Mit Tipps der „großen Schwester“zu Bronze
Sarah Köhler gewinnt die erste Olympiamedaille für die deutschen Schwimmer seit 13 Jahren
(SID/dpa) - Sarah Köhler zitterte am ganzen Körper und weinte vor Freude. Mit Bronze um den Hals fiel die riesige sportliche Last der vergangenen Jahre in inniger Umarmung mit dem Bundestrainer von ihr ab. „Wir haben es geschafft!“Mehr brauchte Köhler nicht zu sagen.

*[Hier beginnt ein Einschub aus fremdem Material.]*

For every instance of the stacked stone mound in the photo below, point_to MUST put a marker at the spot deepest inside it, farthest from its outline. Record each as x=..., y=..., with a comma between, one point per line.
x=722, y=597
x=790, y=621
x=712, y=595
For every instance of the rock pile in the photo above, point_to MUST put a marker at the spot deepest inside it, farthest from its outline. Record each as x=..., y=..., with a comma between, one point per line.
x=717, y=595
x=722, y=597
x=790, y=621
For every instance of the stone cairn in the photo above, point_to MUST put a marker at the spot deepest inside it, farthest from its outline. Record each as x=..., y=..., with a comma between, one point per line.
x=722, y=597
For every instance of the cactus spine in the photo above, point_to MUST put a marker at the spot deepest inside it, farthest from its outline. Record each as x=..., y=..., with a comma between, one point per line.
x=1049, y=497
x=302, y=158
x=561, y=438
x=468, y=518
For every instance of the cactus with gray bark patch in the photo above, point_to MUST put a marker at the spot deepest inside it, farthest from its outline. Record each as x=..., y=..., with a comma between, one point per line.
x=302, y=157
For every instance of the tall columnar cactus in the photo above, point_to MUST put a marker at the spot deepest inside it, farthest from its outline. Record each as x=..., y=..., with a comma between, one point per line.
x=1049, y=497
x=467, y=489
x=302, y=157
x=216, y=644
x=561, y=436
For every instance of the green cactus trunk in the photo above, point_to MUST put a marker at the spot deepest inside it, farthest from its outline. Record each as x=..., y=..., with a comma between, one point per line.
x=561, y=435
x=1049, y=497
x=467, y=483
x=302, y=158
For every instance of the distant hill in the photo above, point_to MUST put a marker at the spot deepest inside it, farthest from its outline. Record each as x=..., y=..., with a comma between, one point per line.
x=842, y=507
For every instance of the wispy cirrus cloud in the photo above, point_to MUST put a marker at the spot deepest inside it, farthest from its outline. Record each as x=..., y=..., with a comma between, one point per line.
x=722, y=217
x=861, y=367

Mit ihrem formidablen Auftritt über 1500 Meter Freistil gewann die 27-Jährige die erste Olympia-Medaille der deutschen Beckenschwimmer seit Doppel-Gold von Britta Steffen vor 13 Jahren. „Das ist auf jeden Fall etwas Besonderes – gerade weil es Britta war und wir uns so nahestehen und uns so gut verstehen“, sagte sie.
Nach Siegerehrung und InterviewMarathon rief Köhler auch gleich bei der letzten deutschen Olympiasiegerin in Berlin an – per Videocall. „Da musste ich tatsächlich ein paar Tränchen verdrücken“, sagte Steffen. Die Ratgeberin und Freundin bangte beim Rennen in der Nacht auf der Couch zu Hause vor dem Fernseher mit der Verlobten von Weltmeister Florian Wellbrock. „Ich bin stolz wie eine ältere Schwester auf ihre jüngere“, sagte die 37-Jährige, die ihre Karriere vor acht Jahren beendet hatte. „Das ist ein Befreiungsschlag für mich und das deutsche Schwimmen.“
Endlich ist die Serie der Nullnummern vorbei: Nach den medaillenlosen Spielen in London und Rio schwamm Vize-Weltmeisterin Köhler in Japan über 1500 m Freistil im Sog des US-Stars Katie Ledecky zu Bronze – und verbesserte dabei mit enormer mentaler Stärke ihren deutschen Rekord um gleich sechs Sekunden auf 15:42,91 Minuten. Erst arbeitete sie sich vom vierten auf den zweiten Platz vor, ehe überraschend die Amerikanerin Erica Sullivan noch vorbeizog. „Ich wollte unbedingt diese Medaille und habe versucht, den Schmerz zu ignorieren“, sagte Köhler und sprach vom „Rennen meines Lebens“– bis jetzt. Bei der Siegerehrung küsste sie ihre Medaille.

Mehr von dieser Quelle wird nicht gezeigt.